For me, the Princesses can be mapped to the four seasons, anchored in their element’s fixed sign to complement the Prince but bringing so much more to the table, carrying lessons from the cardinal sign before and the mutable sign after. For example, the Princess of Disks/Pentacles (earth) is anchored in Taurus (fixe earth), but includes Aries and Gemini as well. I’ve talked about other ways you might map the Pages/Princesses astrologically in my series on using astrology to better understand the minor arcana, but I don’t think they’re as interesting or coherent with the other interpretations.
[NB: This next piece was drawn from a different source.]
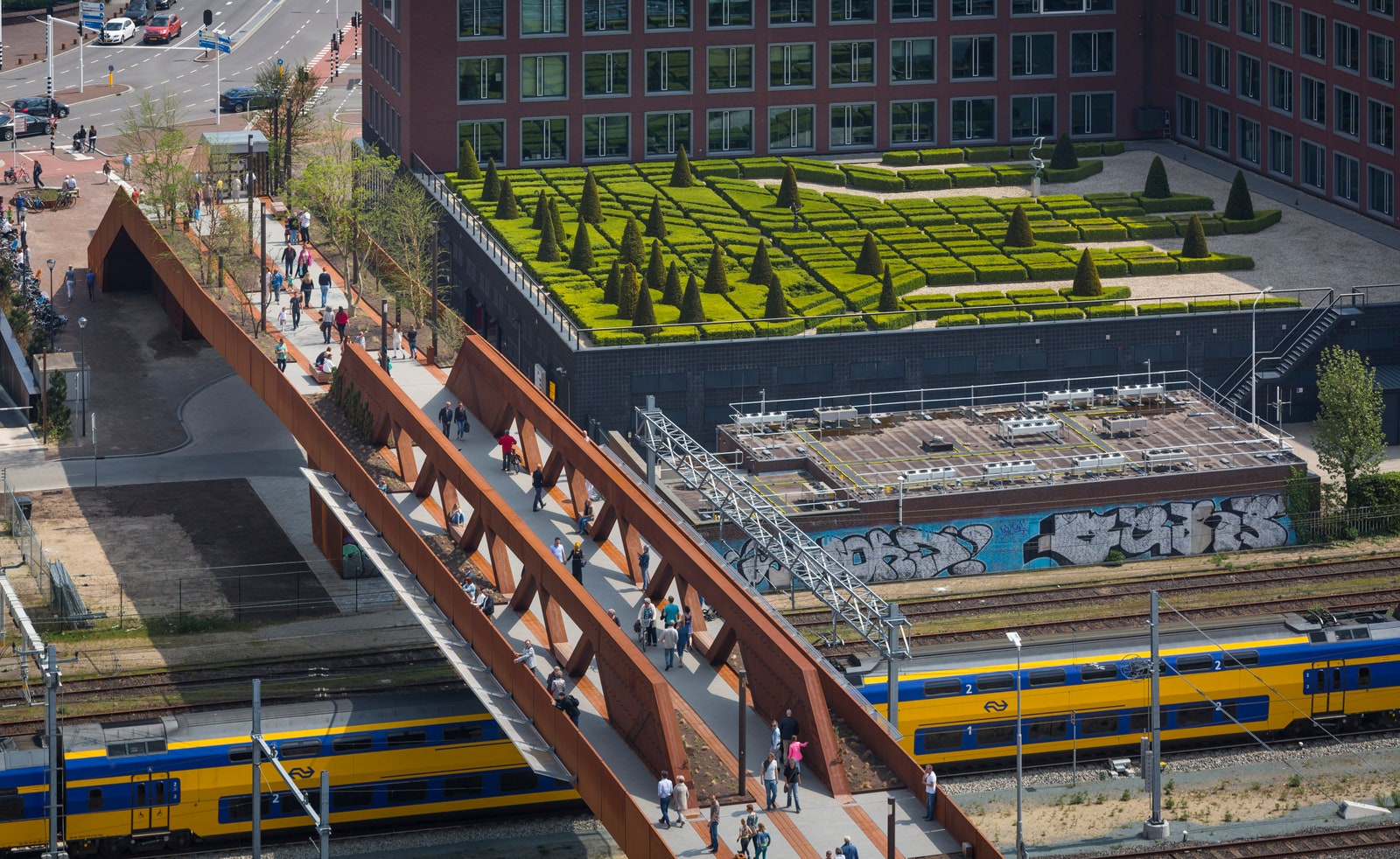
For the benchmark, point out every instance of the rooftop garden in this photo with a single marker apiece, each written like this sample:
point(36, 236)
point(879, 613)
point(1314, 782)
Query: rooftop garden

So then what about their Shadow?

I love the idea of the shadows of the court as seen through their “shadow decans,” the 10º portion of their astrological coverage that comes from a different element. But in this model, the Page or Princess has no clear shadow: she has three full signs, not a lesser amount from one or another. In this way, perhaps, the Princess or Page is constantly exploring her shadow. She is as much from another land as she is from her “own” land, and either she has moved past that distinction of dominant or primary aspect and shadow aspect, or (young and exploratory as she is) she has yet to solidify and stabilize enough to make those kinds of distinctions.

If you want to do shadow work through a court card, but you aren’t sure where to start, you could always try awakening one of the Pages/Princesses and see where the journey takes you. As the court cards of earth, they are the most grounded and fertile for personal development.